Il messaggio più rilevante di questa ricerca è che i potenziali benefici dell'apprendimento musicale non sono riservati a chi inizia in giovane età. Al contrario, l'avvio della pratica in età anziana e la sua continuità sembrano essere correlate a una minore perdita di alcune prestazioni cognitive e a differenze nelle regioni cerebrali osservate. Questo rende la musica un'opzione interessante per la stimolazione mentale in età avanzata, specialmente per coloro che non possono svolgere attività fisiche regolari a causa di problemi di salute.
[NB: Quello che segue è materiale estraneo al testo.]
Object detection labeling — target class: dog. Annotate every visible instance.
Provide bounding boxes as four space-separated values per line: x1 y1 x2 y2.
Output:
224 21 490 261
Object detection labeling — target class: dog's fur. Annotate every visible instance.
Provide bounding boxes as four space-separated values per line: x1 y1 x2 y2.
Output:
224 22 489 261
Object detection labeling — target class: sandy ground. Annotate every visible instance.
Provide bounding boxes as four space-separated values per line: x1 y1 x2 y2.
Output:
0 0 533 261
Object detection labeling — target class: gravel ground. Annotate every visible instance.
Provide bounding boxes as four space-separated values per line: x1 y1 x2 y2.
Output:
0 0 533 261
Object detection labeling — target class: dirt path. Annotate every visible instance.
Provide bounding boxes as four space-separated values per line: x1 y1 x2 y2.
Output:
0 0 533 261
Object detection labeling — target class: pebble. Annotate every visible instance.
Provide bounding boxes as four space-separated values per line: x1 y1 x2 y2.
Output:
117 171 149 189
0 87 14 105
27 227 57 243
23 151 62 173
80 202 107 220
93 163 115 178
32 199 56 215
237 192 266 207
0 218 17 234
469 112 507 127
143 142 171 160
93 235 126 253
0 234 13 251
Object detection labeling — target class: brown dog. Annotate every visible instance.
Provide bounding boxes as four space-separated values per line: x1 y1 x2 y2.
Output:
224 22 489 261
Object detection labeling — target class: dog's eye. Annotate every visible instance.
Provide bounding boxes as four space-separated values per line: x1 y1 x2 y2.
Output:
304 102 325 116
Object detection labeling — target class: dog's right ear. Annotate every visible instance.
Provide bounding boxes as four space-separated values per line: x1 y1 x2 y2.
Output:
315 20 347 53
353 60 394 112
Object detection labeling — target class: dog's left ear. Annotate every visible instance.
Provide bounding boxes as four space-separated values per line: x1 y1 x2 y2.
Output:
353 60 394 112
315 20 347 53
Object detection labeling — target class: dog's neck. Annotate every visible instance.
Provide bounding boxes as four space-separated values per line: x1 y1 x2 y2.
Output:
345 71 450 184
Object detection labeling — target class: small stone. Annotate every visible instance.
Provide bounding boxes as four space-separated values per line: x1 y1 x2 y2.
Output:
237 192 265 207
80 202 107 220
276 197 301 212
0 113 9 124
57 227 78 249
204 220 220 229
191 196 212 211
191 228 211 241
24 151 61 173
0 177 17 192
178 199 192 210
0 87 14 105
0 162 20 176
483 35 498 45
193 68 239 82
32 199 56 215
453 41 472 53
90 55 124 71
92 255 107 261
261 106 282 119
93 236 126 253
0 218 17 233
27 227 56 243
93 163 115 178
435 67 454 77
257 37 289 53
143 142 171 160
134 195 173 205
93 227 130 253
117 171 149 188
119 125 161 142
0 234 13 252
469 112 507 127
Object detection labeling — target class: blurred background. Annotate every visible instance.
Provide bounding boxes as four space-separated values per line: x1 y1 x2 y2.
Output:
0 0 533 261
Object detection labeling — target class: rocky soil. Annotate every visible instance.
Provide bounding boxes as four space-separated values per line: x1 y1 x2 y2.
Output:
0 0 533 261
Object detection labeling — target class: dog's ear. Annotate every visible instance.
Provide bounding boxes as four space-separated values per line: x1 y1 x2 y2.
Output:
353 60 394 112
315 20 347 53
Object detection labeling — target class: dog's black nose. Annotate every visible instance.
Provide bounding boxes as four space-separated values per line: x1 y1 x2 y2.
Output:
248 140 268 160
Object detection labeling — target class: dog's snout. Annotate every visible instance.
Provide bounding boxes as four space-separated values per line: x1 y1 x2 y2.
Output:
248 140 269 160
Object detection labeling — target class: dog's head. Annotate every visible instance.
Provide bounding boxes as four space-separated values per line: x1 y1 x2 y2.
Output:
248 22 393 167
L'apprendimento di uno strumento richiede ascolto, attenzione, coordinazione, memoria e ripetizione, coinvolgendo un'ampia gamma di processi cognitivi.

Nonostante l'incoraggiante associazione tra la pratica musicale continua e il mantenimento delle funzioni cognitive, è fondamentale interpretare questi risultati con cautela. Lo studio non è una prova definitiva di causalità e non suggerisce che la musica sia una cura per le malattie neurodegenerative. Non è stato condotto un assegnamento casuale ai gruppi, il che significa che potrebbero esserci differenze preesistenti tra i partecipanti, come motivazione o stato di salute generale, che non sono state considerate. Sono necessarie ulteriori ricerche, più ampie e controllate, per stabilire con maggiore certezza il legame causale tra la pratica musicale e i cambiamenti cerebrali osservati. Dal punto di vista clinico, questi dati invitano a considerare l'invecchiamento non solo in termini di perdite, ma anche di nuove opportunità di apprendimento. Integrare attività piacevoli e mentalmente stimolanti nei percorsi di cura e prevenzione, rispettando le condizioni individuali, può rappresentare una strategia efficace per promuovere un invecchiamento sano.